The Administration is currently working on an update of its Climate Change Action Plan (CCAP), which is aimed at carrying out the pledge to stabilize greenhouse emissions. A DOE spokesman said March 27 in an interview that the OUTLOOK numbers, with some minor modifications from other forecasts, are used as a starting point for CCAP. He also said that the CCAP update will, for the first time, project emissions effects out to the year 2010, which should shed some light on the Administration's view of the longer term. The update is likely to be released sometime in April, sources said.

Since gas is also viewed as the fuel of choice in much of the developing world, there is also some question as to whether rosy forecasts about low future prices will hold up. DOE's INTERNATIONAL ENERGY OUTLOOK 1995 sees global energy demand increasing by 36% between 1990 and 2010, but natural gas consumption jumping by 47% over the same period, and by 140% in the rapidly growing economies of southeast Asia. If global oil production peaks around 2000 or shortly thereafter, as a number of observers now predict, rising energy prices may make a hash of today's optimism.

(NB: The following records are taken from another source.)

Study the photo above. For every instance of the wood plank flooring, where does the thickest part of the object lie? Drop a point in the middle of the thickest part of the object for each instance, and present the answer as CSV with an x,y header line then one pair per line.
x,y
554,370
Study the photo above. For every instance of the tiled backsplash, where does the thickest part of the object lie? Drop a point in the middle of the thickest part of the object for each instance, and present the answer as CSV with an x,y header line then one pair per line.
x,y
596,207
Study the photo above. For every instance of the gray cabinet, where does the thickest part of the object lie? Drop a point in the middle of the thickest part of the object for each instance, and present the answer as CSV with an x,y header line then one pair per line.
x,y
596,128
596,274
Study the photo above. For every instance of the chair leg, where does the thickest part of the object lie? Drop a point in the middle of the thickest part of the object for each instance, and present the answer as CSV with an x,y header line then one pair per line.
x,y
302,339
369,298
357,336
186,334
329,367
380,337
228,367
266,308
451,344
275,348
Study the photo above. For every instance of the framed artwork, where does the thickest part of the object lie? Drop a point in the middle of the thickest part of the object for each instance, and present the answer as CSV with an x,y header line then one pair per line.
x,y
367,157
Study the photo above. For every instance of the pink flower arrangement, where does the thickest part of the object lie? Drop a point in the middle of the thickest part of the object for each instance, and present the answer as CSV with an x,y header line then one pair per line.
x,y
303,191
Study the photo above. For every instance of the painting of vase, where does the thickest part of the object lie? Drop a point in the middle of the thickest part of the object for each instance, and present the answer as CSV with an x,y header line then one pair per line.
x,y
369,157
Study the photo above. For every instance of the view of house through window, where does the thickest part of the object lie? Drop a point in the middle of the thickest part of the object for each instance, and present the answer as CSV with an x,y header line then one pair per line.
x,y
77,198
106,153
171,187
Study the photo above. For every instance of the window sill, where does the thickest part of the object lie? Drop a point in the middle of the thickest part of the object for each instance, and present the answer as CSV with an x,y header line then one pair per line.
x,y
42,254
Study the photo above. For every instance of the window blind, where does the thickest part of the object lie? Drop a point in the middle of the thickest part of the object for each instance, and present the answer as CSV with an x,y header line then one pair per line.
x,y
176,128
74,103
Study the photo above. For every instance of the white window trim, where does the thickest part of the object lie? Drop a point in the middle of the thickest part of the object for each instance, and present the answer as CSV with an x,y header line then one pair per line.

Peter Fusaro of Global Change Associates, another speaker at the Alberta conference, agreed that gas-fired capacity should dominate the market for new power in the U.S. following utility deregulation, which is expected to put a heavy premium on low prices. However, Fusaro noted, that will require the development of long-term supply contracts that will reduce the financing risk of new plants and pipelines.